Earth Planets Space, Vol. 56 (No. 12), pp. 1331-1338, 2004
Driss Elouai1, Hiroshi Sato2, Naoshi Hirata2, Shinji Kawasaki3, Toru Takeshita1, Naoko Kato2, and Tetsuya Takeda2
1Department of Earth and Planetary Systems Science, Graduate School of Science, Hiroshima University, 1-3-1 Kagamiyama, Higashi-Hiroshima 739-8526, Japan
2Earthquake Research Institute, University of Tokyo, 1-1-1 Yayoi, Bunkyo, Tokyo 113-0032, Japan
3JGI Inc., 1-5-21 Otsuka, Bunkyo, Tokyo 112-0012, Japan
(Received June 7, 2004; Revised November 25, 2004; Accepted December 3, 2004)
The Northern Fossa Magna is a Miocene failed rift and due to subsequent shortening, its basin-fill forms a fold-belt associated with active faults. Seismic reflection data across the middle part of the northern Fossa Magna acquired in late 1990s were reprocessed to reveal the deep geometry of active faults. The reprocessed seismic sections portray the folded and faulted structure of the Neogene basin-fill. The deeper extension of the Western Nagano Basin active Fault (WNBF), which has been revealed for the first time, can be traced down to 4 km, as a reverse fault dipping 40° westward. In the western part, the Itoigawa-Shizuoka Tectonic Line (ISTL) active fault is presented as an emergent thrust dipping 30-35° eastward.
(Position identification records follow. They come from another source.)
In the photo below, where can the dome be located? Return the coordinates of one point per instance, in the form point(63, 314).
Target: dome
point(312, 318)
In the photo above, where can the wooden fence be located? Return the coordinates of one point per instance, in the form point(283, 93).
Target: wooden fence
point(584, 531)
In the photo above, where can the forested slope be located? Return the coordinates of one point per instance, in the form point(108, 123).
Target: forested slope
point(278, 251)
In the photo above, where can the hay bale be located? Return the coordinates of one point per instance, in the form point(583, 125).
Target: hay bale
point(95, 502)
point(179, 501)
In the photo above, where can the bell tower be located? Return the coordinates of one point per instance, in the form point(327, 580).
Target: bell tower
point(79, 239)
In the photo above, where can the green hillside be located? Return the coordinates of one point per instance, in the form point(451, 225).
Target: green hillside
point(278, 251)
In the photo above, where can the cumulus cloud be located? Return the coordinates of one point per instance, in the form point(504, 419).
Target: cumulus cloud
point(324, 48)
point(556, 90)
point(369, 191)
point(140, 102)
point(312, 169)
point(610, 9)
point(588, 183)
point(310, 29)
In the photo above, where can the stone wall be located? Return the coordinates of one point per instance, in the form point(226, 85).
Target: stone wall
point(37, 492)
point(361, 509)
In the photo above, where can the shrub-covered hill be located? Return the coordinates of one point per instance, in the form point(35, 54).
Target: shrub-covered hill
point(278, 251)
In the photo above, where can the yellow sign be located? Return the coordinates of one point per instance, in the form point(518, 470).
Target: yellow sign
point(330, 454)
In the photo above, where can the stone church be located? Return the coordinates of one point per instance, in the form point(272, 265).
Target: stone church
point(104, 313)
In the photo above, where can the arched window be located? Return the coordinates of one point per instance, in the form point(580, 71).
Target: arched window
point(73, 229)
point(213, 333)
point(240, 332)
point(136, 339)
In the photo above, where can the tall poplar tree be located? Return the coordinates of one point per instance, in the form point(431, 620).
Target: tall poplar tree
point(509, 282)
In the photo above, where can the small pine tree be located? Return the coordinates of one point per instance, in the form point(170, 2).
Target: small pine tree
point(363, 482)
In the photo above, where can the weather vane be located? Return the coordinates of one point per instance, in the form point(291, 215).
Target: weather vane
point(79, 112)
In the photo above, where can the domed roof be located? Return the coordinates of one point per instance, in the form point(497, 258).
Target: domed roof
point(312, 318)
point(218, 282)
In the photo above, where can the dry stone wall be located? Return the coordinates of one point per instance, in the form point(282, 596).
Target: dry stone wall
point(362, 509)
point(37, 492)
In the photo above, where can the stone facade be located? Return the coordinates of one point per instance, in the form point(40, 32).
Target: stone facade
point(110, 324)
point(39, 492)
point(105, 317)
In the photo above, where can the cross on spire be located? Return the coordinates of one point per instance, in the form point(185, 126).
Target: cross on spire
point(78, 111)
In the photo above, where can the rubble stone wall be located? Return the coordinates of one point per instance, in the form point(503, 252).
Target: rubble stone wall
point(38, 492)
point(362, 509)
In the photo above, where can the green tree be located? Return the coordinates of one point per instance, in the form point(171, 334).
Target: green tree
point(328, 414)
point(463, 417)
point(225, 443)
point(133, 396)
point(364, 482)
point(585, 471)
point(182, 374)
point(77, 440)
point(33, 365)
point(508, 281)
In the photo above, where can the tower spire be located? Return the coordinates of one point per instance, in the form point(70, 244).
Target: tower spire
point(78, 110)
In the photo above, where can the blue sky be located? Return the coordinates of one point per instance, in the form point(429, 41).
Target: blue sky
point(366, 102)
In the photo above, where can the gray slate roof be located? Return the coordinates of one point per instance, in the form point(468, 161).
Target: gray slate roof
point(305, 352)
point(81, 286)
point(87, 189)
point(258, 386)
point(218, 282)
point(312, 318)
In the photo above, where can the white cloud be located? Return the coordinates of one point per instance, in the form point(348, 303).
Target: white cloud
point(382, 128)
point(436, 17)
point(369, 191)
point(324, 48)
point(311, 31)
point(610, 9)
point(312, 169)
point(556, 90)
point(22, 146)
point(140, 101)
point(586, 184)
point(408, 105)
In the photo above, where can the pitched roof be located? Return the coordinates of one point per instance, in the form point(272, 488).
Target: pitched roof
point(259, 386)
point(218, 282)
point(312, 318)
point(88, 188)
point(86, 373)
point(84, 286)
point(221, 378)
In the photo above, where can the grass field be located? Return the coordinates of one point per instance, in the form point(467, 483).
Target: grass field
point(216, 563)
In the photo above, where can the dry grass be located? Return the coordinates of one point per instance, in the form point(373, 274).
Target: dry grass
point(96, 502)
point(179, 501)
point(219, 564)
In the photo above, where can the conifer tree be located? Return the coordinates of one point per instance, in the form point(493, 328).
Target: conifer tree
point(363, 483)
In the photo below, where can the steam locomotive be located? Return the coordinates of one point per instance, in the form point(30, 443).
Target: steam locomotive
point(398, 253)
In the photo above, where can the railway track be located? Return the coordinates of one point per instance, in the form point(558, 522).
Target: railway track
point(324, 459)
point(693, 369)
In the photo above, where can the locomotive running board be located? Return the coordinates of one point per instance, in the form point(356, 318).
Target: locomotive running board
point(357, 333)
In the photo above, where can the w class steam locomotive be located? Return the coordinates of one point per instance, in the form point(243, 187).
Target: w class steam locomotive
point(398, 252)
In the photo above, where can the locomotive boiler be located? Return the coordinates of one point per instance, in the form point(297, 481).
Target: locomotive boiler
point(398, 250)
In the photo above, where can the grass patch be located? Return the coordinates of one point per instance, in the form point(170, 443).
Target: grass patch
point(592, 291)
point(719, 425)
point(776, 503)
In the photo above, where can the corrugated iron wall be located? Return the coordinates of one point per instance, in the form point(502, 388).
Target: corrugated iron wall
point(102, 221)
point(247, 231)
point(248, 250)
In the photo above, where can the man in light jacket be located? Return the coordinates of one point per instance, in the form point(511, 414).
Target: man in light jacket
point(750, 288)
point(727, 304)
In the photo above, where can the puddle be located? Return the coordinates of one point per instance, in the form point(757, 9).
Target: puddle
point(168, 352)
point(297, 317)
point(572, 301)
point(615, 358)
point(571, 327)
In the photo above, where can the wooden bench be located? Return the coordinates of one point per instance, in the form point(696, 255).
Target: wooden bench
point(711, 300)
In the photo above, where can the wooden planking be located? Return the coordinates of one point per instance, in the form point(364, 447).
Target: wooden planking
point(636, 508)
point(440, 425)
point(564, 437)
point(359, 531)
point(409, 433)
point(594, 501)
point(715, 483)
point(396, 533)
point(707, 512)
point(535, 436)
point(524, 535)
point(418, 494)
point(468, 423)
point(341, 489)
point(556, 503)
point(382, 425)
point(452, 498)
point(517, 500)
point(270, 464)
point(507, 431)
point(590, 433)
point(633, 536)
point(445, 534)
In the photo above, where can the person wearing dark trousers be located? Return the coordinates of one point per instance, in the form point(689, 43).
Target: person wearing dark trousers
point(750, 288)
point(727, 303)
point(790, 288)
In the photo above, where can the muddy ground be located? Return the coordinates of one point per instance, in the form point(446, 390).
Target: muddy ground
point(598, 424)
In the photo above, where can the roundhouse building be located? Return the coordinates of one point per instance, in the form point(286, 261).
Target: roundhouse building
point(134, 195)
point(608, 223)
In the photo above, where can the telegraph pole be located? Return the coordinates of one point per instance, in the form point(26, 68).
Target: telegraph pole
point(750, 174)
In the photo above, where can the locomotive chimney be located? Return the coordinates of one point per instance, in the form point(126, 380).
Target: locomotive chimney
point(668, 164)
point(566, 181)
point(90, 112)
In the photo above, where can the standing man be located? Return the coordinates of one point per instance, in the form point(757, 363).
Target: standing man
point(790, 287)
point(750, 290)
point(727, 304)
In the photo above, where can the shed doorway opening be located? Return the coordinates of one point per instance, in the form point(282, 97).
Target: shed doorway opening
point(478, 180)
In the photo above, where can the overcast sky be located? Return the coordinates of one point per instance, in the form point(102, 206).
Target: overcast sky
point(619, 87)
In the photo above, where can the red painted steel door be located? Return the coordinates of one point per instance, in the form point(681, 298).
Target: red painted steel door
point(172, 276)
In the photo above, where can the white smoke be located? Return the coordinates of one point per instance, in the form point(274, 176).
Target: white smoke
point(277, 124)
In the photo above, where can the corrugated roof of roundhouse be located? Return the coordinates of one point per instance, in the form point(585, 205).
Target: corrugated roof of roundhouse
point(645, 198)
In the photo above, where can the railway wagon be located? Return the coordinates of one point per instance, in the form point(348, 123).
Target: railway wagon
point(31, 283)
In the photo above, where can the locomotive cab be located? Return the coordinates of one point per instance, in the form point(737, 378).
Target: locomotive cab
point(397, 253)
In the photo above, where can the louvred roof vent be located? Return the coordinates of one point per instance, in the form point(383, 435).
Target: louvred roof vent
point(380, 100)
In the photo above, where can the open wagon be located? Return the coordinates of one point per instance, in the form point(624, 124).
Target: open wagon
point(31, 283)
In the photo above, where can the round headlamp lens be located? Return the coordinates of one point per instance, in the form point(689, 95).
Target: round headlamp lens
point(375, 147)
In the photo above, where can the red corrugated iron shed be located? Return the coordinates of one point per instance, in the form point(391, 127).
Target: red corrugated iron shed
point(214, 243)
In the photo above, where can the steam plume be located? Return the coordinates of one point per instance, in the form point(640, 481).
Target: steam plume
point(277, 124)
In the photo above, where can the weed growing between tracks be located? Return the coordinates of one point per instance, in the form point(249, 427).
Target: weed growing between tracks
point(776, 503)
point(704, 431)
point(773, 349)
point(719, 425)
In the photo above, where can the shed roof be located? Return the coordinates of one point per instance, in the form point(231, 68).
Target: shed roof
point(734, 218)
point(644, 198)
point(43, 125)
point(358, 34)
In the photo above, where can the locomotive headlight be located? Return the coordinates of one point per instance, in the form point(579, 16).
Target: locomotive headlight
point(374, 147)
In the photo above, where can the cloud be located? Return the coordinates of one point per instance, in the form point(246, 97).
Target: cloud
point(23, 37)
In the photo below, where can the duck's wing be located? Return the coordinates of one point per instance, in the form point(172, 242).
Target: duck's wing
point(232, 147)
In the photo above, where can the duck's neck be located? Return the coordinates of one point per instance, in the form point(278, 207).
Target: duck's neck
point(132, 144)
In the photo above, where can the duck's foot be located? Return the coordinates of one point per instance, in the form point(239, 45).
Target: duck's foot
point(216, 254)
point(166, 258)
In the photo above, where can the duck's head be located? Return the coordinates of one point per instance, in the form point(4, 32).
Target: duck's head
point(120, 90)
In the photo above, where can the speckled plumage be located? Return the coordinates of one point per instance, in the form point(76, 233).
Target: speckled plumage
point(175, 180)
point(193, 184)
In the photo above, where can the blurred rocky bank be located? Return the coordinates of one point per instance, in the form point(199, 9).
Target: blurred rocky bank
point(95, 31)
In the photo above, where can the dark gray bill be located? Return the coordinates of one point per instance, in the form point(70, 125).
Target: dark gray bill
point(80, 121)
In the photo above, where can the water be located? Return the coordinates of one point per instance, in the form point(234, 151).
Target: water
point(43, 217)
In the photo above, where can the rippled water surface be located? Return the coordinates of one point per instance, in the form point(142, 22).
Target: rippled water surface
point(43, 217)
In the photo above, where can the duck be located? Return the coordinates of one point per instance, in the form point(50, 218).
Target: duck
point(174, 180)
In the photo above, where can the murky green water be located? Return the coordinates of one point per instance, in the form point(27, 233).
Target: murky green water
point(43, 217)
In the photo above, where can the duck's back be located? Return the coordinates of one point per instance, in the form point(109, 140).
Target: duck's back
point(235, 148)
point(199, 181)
Based on the seismic profiles, surface geology and well data, the balanced geologic cross section was constructed. Using simple-shear model of the basin formation, the total amount of Miocene extension is calculated to be ca. 27 km and the total amount of late Neogene to Quaternary shortening is ca. 11 km. The basin formation and shortening deformation are well explained by the tectonic inversion model and fault reactivation.
Key words: Seismic reflection, West Nagano Basin Fault, Itoigawa-Shizuoka Tectonic Line, Northern Fossa Magna, Active faults, Japan.